Legacy
     
 
      In the 1800’s, there was a mass hunting of waterfowl for both food and the feathers that adorned the high fashion of the times.  American industrialists began building hunt clubs along the east coast as a means of gathering and socializing around what had quickly become a popular gentlemen’s sport.  With an abundance of Canadian geese, The Currituck Shooting Club on the northern Outer Banks soon became the largest of these clubs.  Established in 1857, Currituck is appropriately named from the Native American word which means “land of the wild goose.”    

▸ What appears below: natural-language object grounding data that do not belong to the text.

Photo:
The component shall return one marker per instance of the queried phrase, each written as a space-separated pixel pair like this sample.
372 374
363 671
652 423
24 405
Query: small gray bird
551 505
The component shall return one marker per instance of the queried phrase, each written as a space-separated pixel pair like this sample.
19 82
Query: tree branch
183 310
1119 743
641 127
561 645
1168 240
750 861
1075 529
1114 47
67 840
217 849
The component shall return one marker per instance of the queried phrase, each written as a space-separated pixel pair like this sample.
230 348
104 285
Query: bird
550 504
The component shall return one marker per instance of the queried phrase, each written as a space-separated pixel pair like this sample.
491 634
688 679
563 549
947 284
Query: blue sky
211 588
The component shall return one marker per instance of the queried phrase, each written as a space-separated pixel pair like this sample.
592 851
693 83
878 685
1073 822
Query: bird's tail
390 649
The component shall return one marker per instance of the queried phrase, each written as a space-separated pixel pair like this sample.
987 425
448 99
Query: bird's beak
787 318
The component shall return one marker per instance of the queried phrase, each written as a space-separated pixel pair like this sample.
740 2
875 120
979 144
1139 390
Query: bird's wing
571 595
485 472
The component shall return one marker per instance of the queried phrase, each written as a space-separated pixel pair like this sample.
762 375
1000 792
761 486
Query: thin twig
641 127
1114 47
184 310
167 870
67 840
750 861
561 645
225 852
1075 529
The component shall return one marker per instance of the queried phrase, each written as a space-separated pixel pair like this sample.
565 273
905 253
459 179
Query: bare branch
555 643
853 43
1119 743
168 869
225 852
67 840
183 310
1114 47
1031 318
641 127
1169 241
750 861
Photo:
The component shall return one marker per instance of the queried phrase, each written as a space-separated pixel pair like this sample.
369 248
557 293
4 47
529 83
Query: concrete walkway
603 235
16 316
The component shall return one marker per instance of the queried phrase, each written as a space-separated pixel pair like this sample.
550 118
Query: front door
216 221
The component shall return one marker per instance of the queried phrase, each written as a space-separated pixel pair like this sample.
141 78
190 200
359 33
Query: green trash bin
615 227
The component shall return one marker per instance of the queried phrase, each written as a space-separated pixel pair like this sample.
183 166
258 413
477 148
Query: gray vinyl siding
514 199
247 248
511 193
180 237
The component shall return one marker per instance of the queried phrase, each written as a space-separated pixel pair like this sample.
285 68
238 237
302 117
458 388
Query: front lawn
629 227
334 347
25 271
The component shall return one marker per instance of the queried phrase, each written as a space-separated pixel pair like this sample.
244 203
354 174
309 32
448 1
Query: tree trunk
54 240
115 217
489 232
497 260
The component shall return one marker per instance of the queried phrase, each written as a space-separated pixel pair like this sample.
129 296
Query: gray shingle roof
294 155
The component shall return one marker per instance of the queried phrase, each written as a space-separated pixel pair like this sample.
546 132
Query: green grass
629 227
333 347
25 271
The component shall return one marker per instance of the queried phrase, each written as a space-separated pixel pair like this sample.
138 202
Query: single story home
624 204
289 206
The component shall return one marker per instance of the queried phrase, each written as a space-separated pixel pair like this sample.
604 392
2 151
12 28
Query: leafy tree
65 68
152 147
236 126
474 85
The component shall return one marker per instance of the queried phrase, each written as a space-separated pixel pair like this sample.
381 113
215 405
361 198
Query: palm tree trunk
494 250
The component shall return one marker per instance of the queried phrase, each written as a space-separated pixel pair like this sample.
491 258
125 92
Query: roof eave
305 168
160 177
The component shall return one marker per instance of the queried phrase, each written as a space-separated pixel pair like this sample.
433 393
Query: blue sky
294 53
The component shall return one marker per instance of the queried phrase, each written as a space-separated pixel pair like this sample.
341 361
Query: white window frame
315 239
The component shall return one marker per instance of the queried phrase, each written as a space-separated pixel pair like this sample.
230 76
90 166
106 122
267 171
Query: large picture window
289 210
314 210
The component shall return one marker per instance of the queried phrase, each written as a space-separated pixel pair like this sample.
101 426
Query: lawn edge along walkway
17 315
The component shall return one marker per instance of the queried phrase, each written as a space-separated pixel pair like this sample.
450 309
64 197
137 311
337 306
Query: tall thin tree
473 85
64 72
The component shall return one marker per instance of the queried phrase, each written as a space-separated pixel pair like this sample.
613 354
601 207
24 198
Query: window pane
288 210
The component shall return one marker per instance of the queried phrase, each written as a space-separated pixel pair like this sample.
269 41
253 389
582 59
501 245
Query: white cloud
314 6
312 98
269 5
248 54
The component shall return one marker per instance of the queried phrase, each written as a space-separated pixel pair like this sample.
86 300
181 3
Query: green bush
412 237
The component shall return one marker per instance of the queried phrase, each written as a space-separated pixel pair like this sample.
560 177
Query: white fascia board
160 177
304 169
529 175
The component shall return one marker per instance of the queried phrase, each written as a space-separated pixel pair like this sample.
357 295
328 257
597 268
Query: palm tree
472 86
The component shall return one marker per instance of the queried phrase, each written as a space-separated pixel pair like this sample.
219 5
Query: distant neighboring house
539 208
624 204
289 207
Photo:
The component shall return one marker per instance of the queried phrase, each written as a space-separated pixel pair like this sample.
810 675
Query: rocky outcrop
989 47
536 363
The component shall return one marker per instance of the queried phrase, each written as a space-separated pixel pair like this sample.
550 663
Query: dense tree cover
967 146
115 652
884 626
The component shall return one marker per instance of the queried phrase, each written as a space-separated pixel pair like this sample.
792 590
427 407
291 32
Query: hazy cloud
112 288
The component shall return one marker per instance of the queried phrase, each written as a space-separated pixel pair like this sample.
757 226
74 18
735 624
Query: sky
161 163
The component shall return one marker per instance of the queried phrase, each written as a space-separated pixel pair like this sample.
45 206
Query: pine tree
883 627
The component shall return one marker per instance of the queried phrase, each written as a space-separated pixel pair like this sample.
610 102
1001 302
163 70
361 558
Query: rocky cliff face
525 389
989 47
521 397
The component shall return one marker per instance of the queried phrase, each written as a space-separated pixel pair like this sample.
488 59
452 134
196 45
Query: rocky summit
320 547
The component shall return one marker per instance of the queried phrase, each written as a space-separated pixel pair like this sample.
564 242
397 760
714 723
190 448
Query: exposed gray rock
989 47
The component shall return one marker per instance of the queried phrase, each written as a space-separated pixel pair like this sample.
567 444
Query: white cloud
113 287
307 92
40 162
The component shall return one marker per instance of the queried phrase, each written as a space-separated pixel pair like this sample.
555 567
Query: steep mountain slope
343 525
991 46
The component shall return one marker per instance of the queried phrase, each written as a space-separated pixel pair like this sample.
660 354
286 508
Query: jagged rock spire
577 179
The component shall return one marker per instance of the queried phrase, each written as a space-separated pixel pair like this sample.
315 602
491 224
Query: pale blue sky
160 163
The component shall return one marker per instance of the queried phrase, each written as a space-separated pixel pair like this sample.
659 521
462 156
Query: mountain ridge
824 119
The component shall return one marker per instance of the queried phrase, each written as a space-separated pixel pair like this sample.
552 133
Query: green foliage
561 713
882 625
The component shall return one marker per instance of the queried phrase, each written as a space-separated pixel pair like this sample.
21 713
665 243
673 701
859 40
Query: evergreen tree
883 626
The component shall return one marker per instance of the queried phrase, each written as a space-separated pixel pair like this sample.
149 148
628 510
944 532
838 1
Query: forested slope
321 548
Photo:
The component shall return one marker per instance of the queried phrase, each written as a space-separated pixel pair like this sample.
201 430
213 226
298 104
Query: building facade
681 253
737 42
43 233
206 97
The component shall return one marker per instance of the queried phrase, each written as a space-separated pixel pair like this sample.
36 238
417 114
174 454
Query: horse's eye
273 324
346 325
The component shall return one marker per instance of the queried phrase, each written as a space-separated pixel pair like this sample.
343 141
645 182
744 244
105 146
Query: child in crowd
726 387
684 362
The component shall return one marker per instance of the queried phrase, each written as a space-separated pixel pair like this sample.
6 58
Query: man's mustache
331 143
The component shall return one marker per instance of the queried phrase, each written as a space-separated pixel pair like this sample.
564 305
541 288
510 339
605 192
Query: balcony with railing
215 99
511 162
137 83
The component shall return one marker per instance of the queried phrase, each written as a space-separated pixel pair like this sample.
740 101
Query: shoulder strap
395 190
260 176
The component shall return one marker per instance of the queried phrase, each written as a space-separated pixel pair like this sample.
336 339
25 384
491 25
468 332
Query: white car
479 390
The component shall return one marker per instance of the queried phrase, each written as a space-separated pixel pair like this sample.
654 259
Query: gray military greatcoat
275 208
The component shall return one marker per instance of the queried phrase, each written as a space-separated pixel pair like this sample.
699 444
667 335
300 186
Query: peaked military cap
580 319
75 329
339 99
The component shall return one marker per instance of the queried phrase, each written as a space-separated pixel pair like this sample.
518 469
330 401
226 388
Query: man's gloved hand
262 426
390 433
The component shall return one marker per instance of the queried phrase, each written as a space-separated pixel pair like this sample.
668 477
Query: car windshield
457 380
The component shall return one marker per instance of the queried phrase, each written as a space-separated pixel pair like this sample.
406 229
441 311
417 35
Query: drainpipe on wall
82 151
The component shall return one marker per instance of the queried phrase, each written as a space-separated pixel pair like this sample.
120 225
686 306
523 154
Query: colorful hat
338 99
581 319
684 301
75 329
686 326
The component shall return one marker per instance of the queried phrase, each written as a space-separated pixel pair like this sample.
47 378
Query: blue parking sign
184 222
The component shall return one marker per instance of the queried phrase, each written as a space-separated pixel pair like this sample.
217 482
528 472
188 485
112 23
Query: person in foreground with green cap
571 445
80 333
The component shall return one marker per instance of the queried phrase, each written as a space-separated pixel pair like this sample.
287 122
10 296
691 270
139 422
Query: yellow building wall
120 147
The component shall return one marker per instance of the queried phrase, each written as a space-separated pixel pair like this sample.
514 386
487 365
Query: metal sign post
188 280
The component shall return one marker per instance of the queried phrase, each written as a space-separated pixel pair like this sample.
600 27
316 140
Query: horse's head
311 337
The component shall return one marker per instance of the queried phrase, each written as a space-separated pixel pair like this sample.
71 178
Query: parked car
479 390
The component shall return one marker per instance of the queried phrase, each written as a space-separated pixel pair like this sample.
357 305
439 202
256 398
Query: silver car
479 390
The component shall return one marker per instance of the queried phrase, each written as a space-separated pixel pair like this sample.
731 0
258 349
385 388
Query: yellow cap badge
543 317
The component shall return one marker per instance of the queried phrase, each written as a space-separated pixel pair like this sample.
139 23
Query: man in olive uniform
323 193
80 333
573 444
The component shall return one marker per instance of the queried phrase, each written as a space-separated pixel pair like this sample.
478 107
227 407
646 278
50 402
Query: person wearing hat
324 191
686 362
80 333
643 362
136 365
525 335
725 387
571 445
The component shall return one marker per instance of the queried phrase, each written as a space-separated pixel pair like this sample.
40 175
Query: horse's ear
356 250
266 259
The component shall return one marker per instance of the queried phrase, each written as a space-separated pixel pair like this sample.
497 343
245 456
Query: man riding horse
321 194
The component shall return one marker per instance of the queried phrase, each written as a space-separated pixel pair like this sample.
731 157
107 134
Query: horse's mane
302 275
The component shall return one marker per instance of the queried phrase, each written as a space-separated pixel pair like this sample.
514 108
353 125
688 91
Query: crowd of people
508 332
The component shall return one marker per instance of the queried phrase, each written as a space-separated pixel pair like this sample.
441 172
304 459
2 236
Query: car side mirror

     The Currituck Shooting Club was popular among wealthy New Yorkers who would use the sound as their highway to access the Club by boat.  Memberships to this Club were very exclusive, and not open to the public; non-members had to be invited by one of the elite members in order to attend.  The Currituck Shooting Club was host to many important visitors over the years, including Teddy Roosevelt, J.P. Morgan, W.K. Vanderbilt and Andrew Carnegie.  In 1879, a Clubhouse was built for The Currituck Shooting Club that resided on what is now Historic Loop and home to several custom, individually-owned residences.  The Clubhouse was elaborate, with three sections built from beautiful cedar and lined with ornate hardwood floors.  This extraordinary Clubhouse was added to the National Register of Historic Places in 1980.  Sadly, in 2003 the Clubhouse burned down; however, the dock and boathouse that was built alongside the Clubhouse survive today.  At the time of the fire, it was the oldest active Club of its kind.  In the 1990s, houses were built on spectacular grounds around a beautifully-designed golf course, and thus began The Currituck Club for what it is today; a premiere resort community beaming with history and one-of-a-kind landscape.